Anvisa proíbe venda de fórmulas infantis da Nestlé por risco de contaminação
8 de janeiro de 2026

Medida preventiva determina suspensão de lotes específicos e fabricante inicia recolhimento voluntário no Brasil
A Agência Nacional de Vigilância Sanitária (Anvisa) determinou a proibição da comercialização, da distribuição e do uso de alguns lotes de fórmulas infantis de marcas fabricadas pela Nestlé Brasil Ltda. A medida consta da Resolução nº 32/2026, publicada nesta quarta (7). A decisão tem caráter preventivo e envolve produtos das marcas Nestogeno, Nan Supreme Pro, Nanlac Supreme Pro, Nanlac Comfor, Nan Sensitive e Alfamino.
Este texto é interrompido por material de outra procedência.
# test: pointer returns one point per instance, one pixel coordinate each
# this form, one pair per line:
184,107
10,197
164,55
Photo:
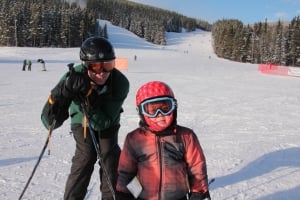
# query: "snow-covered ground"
248,123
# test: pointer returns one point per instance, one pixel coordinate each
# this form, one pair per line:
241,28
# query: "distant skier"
43,64
26,62
24,65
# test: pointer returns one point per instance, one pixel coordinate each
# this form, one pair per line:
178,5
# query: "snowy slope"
247,122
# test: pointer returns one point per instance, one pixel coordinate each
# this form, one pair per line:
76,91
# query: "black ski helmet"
96,49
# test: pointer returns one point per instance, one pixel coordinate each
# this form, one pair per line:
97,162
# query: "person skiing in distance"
24,65
29,63
104,88
43,64
160,159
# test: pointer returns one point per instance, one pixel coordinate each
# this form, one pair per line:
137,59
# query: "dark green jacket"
106,104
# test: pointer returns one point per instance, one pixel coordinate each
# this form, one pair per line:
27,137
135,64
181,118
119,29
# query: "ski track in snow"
247,122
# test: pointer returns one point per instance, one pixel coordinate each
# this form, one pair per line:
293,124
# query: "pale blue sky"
248,11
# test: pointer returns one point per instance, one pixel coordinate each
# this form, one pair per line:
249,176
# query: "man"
97,89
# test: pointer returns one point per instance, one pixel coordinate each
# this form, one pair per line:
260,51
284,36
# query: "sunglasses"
98,67
152,107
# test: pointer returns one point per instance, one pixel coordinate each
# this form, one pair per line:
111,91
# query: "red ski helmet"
153,89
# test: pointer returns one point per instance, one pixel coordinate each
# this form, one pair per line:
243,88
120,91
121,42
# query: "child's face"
160,122
158,112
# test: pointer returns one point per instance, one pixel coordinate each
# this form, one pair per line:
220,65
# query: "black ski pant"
85,158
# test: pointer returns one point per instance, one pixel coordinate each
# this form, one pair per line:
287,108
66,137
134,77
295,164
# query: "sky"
247,122
249,11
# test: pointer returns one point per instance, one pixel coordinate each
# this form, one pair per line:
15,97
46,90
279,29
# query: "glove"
77,85
200,196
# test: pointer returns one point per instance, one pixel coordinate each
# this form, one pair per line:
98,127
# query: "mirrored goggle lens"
153,107
98,67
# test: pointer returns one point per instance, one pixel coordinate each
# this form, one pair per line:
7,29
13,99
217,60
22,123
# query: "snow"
248,123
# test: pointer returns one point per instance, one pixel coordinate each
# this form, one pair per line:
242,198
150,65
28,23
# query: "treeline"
277,43
56,23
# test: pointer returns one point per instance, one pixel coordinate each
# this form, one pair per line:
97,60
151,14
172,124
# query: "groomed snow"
248,123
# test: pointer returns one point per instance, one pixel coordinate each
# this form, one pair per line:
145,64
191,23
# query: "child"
161,160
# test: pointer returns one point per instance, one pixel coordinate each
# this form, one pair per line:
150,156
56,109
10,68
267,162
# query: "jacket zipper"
160,165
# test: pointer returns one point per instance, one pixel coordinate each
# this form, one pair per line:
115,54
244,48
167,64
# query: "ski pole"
97,148
51,128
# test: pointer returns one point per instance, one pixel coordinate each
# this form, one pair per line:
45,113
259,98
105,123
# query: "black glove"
200,196
77,85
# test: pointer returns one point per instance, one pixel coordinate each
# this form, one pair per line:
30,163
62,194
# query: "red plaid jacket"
167,166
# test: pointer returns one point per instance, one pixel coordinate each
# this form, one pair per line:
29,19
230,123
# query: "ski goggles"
98,67
152,107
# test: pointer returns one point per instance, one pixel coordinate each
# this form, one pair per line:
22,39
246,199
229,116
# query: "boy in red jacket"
161,160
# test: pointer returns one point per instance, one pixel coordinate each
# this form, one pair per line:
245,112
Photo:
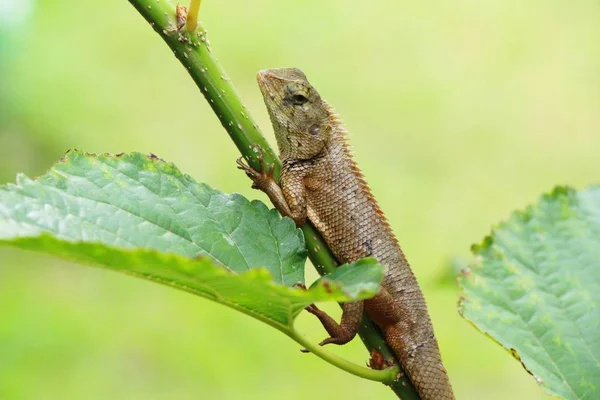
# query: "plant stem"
195,54
191,20
386,376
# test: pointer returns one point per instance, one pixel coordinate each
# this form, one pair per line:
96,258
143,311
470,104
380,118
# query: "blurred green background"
460,112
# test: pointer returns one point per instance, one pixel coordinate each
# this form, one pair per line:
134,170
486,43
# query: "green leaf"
140,215
535,288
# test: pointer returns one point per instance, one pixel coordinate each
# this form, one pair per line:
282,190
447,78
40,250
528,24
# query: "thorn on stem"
191,21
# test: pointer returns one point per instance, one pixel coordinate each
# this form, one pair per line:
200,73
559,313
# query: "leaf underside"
140,215
535,288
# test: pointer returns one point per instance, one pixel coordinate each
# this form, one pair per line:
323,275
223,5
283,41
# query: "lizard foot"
339,333
260,179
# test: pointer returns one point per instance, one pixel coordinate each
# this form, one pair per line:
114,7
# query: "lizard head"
300,118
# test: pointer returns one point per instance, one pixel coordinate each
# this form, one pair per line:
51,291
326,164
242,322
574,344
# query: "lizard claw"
260,179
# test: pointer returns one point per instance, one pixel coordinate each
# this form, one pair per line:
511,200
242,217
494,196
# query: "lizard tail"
424,366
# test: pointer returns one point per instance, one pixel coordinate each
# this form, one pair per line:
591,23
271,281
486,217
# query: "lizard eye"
299,99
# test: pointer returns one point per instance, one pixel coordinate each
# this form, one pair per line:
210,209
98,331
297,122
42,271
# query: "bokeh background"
460,111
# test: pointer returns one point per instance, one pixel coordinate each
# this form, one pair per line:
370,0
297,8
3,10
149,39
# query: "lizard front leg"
345,331
290,203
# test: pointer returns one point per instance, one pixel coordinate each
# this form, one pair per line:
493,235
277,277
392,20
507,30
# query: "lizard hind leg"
345,331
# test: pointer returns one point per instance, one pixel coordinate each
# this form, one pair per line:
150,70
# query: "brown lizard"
321,182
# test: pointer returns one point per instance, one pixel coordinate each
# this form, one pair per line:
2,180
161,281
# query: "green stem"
191,20
386,376
195,54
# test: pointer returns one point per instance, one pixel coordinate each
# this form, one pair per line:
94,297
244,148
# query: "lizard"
321,183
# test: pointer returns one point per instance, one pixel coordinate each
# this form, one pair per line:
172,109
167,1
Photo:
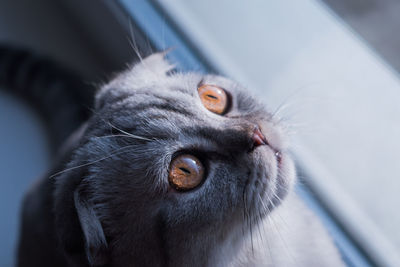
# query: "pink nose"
258,138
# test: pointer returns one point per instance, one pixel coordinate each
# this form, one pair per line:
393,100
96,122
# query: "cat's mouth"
259,139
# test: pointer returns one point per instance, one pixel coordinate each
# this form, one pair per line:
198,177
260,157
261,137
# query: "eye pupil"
185,172
211,96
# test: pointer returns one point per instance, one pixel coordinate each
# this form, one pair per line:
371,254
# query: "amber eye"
214,98
185,172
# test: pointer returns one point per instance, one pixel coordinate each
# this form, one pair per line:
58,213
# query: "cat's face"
144,120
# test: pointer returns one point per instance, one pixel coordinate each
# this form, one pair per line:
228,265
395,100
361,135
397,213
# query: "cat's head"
172,169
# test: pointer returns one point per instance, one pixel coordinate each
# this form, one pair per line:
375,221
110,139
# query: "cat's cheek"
286,174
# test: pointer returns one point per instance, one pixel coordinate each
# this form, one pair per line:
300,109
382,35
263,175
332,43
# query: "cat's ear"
95,241
142,74
155,64
78,227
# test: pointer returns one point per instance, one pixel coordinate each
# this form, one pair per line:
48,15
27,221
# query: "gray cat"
173,169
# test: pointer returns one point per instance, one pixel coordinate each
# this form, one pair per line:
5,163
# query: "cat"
172,169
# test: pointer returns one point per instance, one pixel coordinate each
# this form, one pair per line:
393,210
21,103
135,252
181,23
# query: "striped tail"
62,99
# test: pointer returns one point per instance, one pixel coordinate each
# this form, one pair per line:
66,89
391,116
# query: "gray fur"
115,186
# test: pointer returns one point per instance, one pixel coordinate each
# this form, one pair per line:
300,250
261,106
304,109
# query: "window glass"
339,97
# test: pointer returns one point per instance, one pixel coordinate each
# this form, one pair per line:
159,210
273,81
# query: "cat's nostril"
258,138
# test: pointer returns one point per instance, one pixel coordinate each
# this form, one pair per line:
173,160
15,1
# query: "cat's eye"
214,98
185,172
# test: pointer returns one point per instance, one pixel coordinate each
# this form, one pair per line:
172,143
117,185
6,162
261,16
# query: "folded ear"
78,228
95,241
142,74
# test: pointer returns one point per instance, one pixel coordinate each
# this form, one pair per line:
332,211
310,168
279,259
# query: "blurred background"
329,68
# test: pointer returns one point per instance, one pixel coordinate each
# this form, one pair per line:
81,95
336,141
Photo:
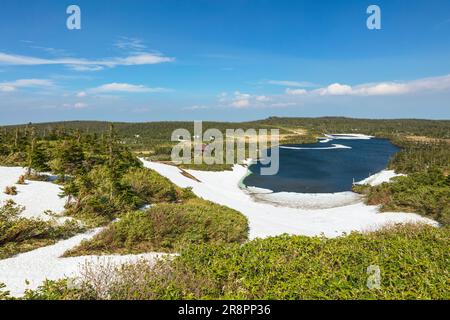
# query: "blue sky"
223,60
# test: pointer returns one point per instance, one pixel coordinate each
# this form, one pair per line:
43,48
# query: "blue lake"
324,167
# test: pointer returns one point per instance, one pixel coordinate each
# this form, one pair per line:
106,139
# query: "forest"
96,165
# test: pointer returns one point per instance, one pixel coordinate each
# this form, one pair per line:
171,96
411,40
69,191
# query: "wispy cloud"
84,64
77,105
124,88
25,83
287,83
196,107
379,89
130,44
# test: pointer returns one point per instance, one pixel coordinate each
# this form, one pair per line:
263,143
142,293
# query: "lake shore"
267,219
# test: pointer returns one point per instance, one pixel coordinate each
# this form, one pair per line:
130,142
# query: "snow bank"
31,269
349,136
267,219
380,177
35,196
334,146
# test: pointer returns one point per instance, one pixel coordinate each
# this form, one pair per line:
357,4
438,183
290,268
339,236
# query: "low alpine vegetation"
426,193
18,234
283,267
11,190
168,227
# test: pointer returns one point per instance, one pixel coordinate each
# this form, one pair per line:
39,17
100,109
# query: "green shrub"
413,261
19,234
168,228
150,186
11,190
426,193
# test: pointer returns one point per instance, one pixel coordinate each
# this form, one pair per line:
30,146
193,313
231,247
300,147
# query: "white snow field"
267,219
29,270
36,196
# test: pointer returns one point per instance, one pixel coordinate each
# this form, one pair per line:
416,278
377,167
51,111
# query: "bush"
150,186
426,193
11,191
413,261
19,234
21,180
168,228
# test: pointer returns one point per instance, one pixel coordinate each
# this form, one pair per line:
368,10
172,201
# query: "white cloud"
263,98
296,92
287,83
84,64
130,44
24,83
126,88
335,89
241,100
197,107
80,105
383,88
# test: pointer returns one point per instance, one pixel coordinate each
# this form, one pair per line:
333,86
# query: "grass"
413,261
168,228
426,193
18,235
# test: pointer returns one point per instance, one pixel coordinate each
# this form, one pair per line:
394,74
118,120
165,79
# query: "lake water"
325,167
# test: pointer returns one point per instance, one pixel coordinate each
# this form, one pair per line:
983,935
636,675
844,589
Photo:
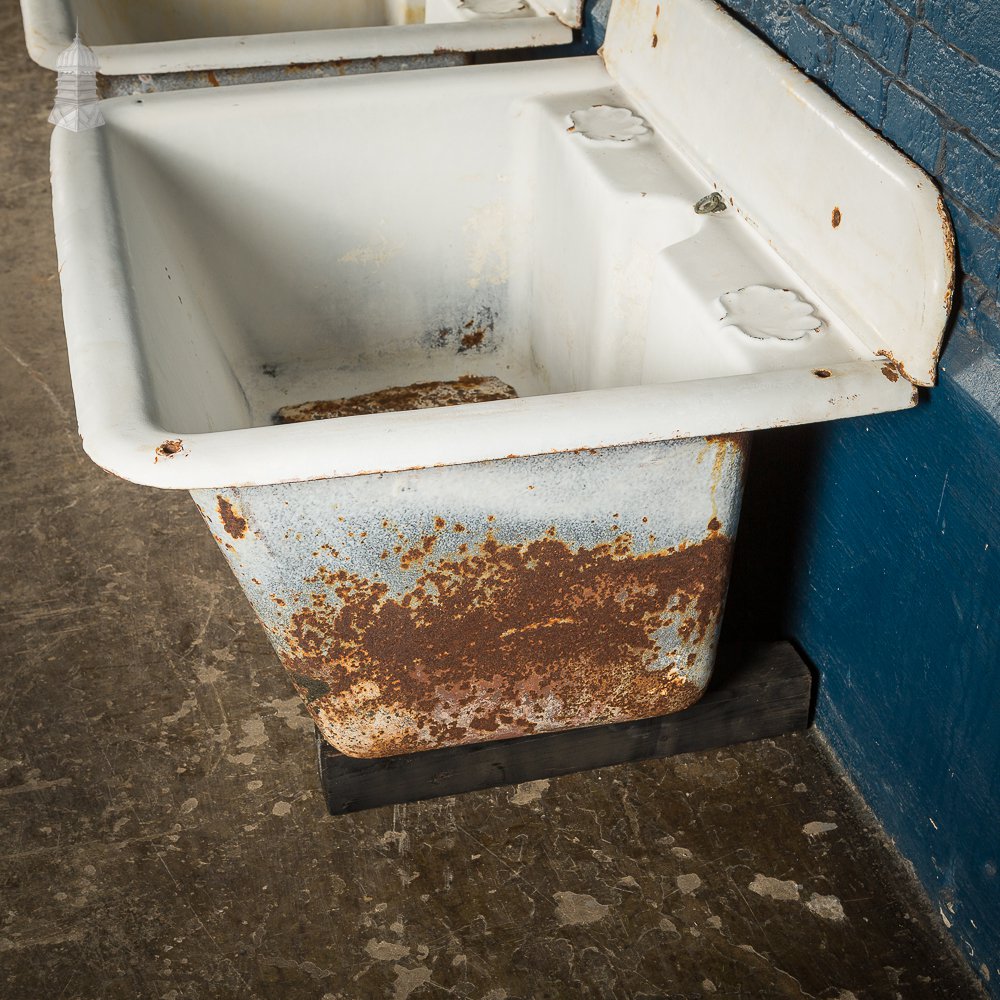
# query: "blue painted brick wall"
894,573
875,544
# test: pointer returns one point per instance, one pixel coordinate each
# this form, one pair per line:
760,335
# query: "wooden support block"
758,691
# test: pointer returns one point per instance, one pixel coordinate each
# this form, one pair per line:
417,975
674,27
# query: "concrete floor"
162,833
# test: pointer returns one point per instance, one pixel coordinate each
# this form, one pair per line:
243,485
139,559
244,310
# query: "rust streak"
502,641
417,396
234,522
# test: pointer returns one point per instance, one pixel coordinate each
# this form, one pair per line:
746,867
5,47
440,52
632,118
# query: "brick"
970,25
859,83
965,90
913,126
973,174
772,17
983,311
835,13
978,245
809,46
881,31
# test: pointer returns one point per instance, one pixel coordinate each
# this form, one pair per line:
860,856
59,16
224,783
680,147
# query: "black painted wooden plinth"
758,691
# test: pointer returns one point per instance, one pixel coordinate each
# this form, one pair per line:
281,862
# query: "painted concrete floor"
162,833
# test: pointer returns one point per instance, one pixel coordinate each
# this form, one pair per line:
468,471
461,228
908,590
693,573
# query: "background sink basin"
148,45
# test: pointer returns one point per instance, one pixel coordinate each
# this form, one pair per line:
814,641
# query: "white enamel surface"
795,162
170,36
603,123
765,313
226,252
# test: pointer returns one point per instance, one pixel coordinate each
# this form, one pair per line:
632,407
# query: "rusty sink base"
758,691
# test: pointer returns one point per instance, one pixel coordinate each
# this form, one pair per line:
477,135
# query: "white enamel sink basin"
155,37
224,253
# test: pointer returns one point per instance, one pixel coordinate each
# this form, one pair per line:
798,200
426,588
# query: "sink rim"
48,29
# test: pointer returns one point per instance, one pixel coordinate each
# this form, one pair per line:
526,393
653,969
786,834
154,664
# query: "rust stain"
168,449
948,231
417,396
892,369
741,442
502,641
234,522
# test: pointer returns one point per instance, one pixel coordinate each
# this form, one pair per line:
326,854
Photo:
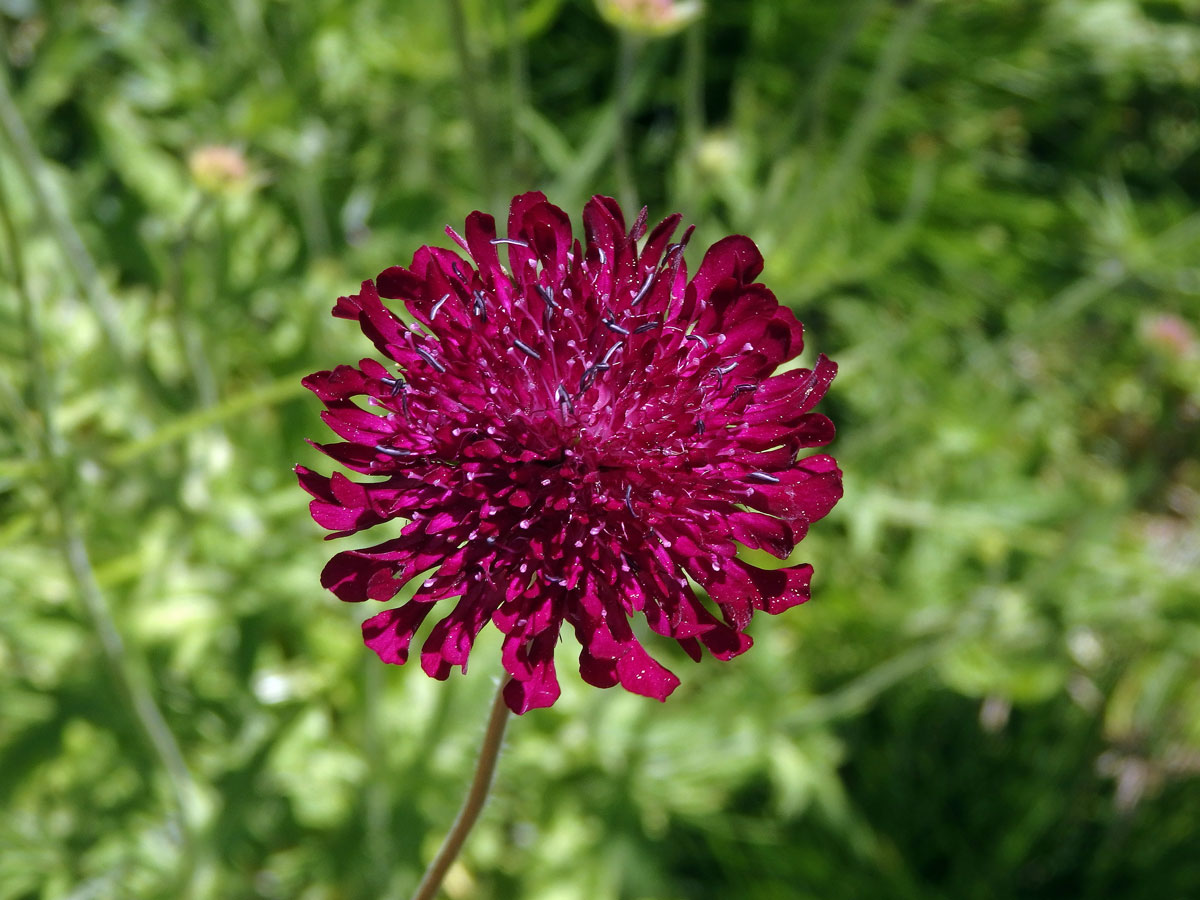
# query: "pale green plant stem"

De acordo com a Anvisa, a proibição ocorre devido ao risco de contaminação por cereulide, uma toxina produzida pela bactéria Bacillus cereus. O consumo de alimentos contaminados por essa substância pode causar sintomas como vômito persistente, diarreia ou letargia. A letargia é caracterizada por sonolência excessiva, lentidão de movimentos e do raciocínio, além de dificuldade de reação e expressão de emoções.
A resolução informa que a Nestlé iniciou um recolhimento voluntário dos produtos no Brasil e em outros países. A ação foi adotada após a detecção da toxina em produtos provenientes de uma fábrica localizada na Holanda. Segundo a fabricante, a substância foi identificada em um ingrediente fornecido por um fornecedor global de óleos terceirizados, o que levou à indicação de um recolhimento em escala global.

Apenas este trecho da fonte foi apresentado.